As the project moved forward, it maybe became odder. Springsteen appeared on location often, apologising to White each time he showed up. “It’s has to be really weird with the guy’s silly presence standing there,” he said. But he liked what he saw: “I’ve mentioned this previously, but I kept thinking ‘Damn, when did I get that handsome?’” In the seat beside him, White shakes his head and shakes his head.
Springsteen had minimal hesitation about White’s choice; he knew that the actor was ready to represent the most introspective time in his recording career. “I’d watched The Bear, and how the camera tracked his personal thoughts,” he said. “And if you see him in a film, it’s a cliche, but he’s a music icon.”
When he first saw White playing him, he was struck by the actor’s technique. “His performance was completely from the inner self outward, not just picking elements and applying them externally,” he said. “It’s a non-imitative performance, but nevertheless it deeply corresponds to my story and myself.” He saw it as something similar to his own way to songwriting – to writing about people whose lives vary significantly from his own. “You have to find the part of them that is part of you.”
More disconcerting was the way the film forced him to reexamine difficult periods in his own life.

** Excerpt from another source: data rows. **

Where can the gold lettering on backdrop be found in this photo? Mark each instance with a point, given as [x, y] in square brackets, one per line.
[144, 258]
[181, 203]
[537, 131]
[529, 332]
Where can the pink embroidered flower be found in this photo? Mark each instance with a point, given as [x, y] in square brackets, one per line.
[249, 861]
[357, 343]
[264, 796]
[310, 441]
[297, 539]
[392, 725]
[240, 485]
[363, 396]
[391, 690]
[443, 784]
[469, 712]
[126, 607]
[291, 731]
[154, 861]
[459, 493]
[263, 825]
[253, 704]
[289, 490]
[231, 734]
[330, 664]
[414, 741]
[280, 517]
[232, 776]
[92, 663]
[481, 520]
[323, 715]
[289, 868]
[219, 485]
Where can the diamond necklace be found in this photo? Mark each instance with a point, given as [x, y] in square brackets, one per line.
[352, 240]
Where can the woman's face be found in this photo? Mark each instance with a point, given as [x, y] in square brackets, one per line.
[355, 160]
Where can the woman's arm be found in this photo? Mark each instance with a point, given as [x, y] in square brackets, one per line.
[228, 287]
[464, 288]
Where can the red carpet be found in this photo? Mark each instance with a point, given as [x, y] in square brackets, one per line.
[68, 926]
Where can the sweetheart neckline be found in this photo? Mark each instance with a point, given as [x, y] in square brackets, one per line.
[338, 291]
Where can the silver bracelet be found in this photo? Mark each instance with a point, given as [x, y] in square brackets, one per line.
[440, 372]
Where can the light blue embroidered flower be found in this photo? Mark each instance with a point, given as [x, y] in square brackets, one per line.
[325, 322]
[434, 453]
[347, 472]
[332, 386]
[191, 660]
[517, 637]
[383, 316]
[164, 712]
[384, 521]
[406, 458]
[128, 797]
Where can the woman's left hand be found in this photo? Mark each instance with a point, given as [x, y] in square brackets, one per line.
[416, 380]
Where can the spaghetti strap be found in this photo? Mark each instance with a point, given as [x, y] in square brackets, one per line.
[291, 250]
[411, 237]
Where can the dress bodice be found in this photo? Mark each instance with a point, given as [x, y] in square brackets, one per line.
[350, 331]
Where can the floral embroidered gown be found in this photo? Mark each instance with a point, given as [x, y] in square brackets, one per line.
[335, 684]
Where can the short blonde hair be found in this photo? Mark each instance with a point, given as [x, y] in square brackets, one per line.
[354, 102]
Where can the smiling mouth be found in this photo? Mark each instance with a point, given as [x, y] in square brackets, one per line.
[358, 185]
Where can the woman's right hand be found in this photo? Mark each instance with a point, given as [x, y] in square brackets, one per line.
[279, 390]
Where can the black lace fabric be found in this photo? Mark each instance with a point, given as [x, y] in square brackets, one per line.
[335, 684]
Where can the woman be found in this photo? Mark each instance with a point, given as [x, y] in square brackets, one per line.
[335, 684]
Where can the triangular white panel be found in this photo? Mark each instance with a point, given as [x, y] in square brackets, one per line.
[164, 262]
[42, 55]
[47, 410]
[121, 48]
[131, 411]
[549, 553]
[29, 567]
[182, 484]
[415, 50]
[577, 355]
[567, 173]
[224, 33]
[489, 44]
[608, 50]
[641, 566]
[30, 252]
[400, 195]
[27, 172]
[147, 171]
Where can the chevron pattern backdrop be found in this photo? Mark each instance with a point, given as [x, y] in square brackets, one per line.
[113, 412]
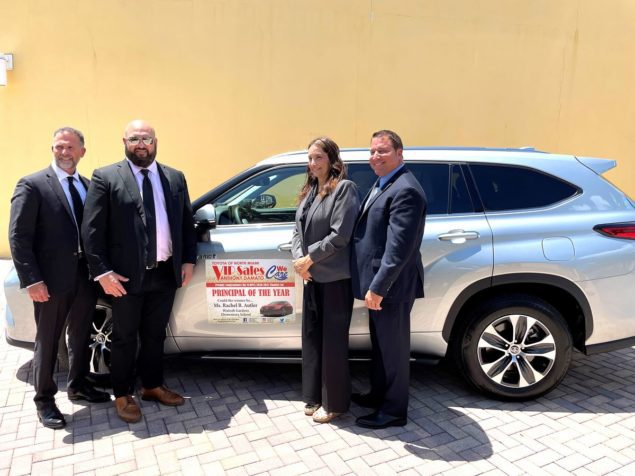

The reconstruction of his grandparents’ home in Freehold, New Jersey – a house he once described as “the best and most sorrowful sanctuary I’ve ever known” was uncanny; Springsteen described how often he visited the home in his dreams. “So, to be in that house again … it was quite a miracle, and quite wonderful.”
Similarly, it was “a very powerful thing” to see Stephen Graham as his father – portraying his turbulent early years, when he suffered unrecognized mental health issues and drank heavily, and the fragility and kindness of his later years.
Springsteen recounted watching an early viewing in the presence of his sister, who clutched his hand throughout. Just a year younger than her brother, “she retained every memory”. At the end, she turned to him and said: “Isn’t it marvelous that we have that?”
There was an parallel, maybe, of the feeling Springsteen hopes to give his own audiences through his live shows. “You build an utopian space for three hours,” he informed the select group before him last night. “It’s not a fantasy world. It’s a very believable world. It has all the beautiful and awful parts of life … But with luck there’s an element of transcendence that my audience brings home. And with luck it stays with them for as long as they need it.”